- Associated Press - Sunday, June 26, 2016

NICEVILLE, Fla. (AP) - There is a love-hate relationship between Charlie Marello and Lee Hale. You might say they are frenemies.

In 1988, Marello, who was a second baseman at Niceville High School, and Hale, who was a second baseman at Choctaw High School, found themselves constantly up to bat against one another. Twenty-eight years later, both men find themselves sliding into home, this time as principals of their alma mater.

Marello was principal at Destin Middle School until he was recently appointed principal at Niceville. In April, Hale, who was principal at Meigs Middle School, was appointed principal at Choctaw. The two sat in Marello’s new office recently reminiscing on an old Daily News game photo where a 17-year-old Hale slides into second base as a 16-year-old Marello attempts to make a tag.

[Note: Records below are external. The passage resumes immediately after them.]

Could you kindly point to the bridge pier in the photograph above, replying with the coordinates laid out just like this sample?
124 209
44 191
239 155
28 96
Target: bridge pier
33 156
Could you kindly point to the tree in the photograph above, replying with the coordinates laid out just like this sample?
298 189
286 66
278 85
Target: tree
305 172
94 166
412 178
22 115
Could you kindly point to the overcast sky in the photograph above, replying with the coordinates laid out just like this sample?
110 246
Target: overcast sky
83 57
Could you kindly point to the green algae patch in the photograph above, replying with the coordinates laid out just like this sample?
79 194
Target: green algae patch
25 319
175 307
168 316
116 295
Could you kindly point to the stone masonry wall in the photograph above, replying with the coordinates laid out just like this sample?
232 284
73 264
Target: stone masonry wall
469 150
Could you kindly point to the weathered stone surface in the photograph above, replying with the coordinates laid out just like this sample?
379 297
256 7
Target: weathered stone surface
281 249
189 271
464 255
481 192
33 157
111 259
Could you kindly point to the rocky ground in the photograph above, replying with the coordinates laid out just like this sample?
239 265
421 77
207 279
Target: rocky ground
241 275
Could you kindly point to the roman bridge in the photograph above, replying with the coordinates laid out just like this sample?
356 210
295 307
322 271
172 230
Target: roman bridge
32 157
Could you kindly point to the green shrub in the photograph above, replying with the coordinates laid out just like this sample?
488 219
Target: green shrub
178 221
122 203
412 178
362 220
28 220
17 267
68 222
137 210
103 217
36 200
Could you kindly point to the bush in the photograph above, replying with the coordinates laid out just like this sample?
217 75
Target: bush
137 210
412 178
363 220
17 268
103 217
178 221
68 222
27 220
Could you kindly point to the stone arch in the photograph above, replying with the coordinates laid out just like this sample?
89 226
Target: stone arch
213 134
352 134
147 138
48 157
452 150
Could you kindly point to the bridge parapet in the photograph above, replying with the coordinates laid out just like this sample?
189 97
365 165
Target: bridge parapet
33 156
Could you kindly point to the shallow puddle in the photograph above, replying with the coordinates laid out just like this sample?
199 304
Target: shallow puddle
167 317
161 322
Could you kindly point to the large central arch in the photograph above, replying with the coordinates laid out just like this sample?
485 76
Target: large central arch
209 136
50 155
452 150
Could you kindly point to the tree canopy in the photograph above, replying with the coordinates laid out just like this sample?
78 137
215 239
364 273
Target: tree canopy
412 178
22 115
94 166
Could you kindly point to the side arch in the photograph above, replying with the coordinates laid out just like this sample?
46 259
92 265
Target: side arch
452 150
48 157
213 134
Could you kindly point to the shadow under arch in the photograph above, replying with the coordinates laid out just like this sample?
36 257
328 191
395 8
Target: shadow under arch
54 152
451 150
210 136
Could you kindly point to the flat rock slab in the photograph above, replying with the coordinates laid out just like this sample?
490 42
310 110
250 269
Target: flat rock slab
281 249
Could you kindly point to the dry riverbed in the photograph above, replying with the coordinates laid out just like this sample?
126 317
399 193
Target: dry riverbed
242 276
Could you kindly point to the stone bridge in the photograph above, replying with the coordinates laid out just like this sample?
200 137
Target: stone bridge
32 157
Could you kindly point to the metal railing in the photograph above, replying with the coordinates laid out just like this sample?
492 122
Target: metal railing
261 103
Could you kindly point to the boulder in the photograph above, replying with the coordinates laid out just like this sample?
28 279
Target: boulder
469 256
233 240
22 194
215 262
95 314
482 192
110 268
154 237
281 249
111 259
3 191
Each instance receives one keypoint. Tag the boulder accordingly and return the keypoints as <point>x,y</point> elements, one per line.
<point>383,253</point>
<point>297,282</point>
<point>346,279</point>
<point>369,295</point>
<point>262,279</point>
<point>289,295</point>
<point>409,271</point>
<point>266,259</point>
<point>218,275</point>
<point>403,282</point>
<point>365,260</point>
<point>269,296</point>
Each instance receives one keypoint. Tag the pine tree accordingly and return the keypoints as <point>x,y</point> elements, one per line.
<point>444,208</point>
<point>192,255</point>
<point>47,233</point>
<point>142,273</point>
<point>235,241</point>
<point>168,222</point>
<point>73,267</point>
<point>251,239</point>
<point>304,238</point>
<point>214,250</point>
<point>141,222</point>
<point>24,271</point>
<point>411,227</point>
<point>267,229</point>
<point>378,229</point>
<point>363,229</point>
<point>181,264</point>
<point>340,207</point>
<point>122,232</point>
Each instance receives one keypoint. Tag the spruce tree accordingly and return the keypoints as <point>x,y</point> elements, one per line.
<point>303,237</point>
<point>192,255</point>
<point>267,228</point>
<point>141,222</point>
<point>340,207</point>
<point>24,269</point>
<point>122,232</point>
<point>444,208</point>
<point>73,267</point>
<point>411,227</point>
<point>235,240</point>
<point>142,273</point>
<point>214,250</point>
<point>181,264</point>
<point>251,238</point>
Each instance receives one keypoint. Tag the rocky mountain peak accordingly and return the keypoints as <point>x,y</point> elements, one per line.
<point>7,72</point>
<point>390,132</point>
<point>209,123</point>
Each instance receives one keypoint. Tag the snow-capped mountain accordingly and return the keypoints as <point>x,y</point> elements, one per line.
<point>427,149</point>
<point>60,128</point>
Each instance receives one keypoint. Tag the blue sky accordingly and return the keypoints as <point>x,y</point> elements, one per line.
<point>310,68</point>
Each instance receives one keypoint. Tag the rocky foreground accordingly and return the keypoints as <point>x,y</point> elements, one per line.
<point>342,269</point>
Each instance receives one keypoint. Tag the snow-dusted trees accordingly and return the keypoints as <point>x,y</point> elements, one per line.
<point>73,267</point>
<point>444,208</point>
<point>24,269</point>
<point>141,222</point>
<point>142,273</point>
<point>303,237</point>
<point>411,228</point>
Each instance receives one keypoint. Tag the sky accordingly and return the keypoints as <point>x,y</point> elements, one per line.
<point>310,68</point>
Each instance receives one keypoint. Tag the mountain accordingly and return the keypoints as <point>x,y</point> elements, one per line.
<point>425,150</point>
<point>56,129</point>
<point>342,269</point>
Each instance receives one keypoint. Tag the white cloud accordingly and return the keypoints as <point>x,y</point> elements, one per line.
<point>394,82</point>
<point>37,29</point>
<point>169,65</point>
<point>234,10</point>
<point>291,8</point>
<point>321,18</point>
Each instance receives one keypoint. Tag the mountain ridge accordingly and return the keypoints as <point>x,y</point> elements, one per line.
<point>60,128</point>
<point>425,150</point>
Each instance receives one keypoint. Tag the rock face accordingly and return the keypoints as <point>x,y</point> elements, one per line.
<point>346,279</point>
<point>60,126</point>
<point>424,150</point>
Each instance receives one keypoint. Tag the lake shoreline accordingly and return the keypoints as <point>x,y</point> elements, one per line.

“(The picture) epitomizes the rivalry,” Hale said.

Back then, Marello said he and Hale might have been small, but they played big.

“If you were a teammate, you loved us,” Marello said. “But you didn’t like it if you played against us.”

After high school, Marello had dreams of becoming a professional baseball player, but found himself in education. Hale also went into education, but hadn’t stayed in contact with Marello. Then one day, education brought them back together again.

“I passed by a classroom and there’s Mr. Marello,” Hale said. “I made the connection that we are of like minds. Even though we weren’t communicating, we were taking the same steps. It’s been neat.”

As both men continued to excel in their careers, they said they served as resources for each other. And now, they say their names are oftentimes mentioned in the same breath.

“I consider him a partner along with other principals,” Hale said. “If one of us is stronger all of us are stronger.”

Marello agreed.

“Dr. Hale has been a big help to me,” he said. “I have the utmost respect. It’s been cool to become friends after so many years.”

Marello and Hale said they are adjusting to the transition, but they have many plans to improve the academic excellence in their schools. At the end of the day, they are both most excited to be back.

Come Friday nights though, Hale and Marello said some things will never change.

“Okaloosa County is going to make a big step foward,” Hale said. “We own these schools. It is a part of us and we are a part of it.”